There's no TN category explicitly named Provider Network Management, but many roles in this field qualify under the Management Consultant category if your duties are predominantly advisory and analytical. Your employer's support letter must describe functions like network strategy, contract analysis, and credentialing program design rather than routine administrative work. A poorly drafted letter is the most common reason TN applications for this role are questioned at entry.
How does TN visa sponsorship compare to H-1B for this role?
TN is generally faster and more predictable for Provider Network Management roles. There's no annual cap or lottery for Canadians, and approval can happen at the border the same day. H-1B requires employer sponsorship months in advance, and selection isn't guaranteed. Mexican nationals face a consular appointment step under TN, but still avoid the H-1B lottery entirely. For a qualified candidate with the right offer letter, TN is typically the more direct path.
Which employers actively sponsor TN visas for network management professionals?
Health insurers, regional managed care organizations, hospital systems with large employed medical groups, and pharmacy benefit managers regularly hire Provider Network Management professionals and are familiar with TN sponsorship. You can search specifically for employers with active TN job postings using Migrate Mate, which filters roles by visa type so you're only reviewing opportunities where sponsorship is already confirmed.
Can I transfer my TN status if I change employers in this field?

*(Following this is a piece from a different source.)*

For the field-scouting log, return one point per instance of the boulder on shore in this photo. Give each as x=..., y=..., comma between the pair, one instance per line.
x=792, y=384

Yes, but TN status is employer-specific. If you move to a new organization, your new employer must support a fresh TN application before or when you start. Canadian citizens can file at the border, which makes the transition relatively fast. Mexican nationals need to return through consular processing. Staying within provider network management functions across roles strengthens continuity in your TN category classification.
What documentation should I gather before applying for Provider Network Management roles with TN sponsorship?
Collect your original degree certificate and transcripts, any professional certifications relevant to managed care or credentialing, and a current resume that emphasizes consulting-style deliverables over administrative tasks. If your degree is from outside the U.S. or Canada, a credential evaluation may help clarify equivalency. Having these ready before you receive an offer speeds up the employer's support letter drafting process and reduces delays at the TN application stage.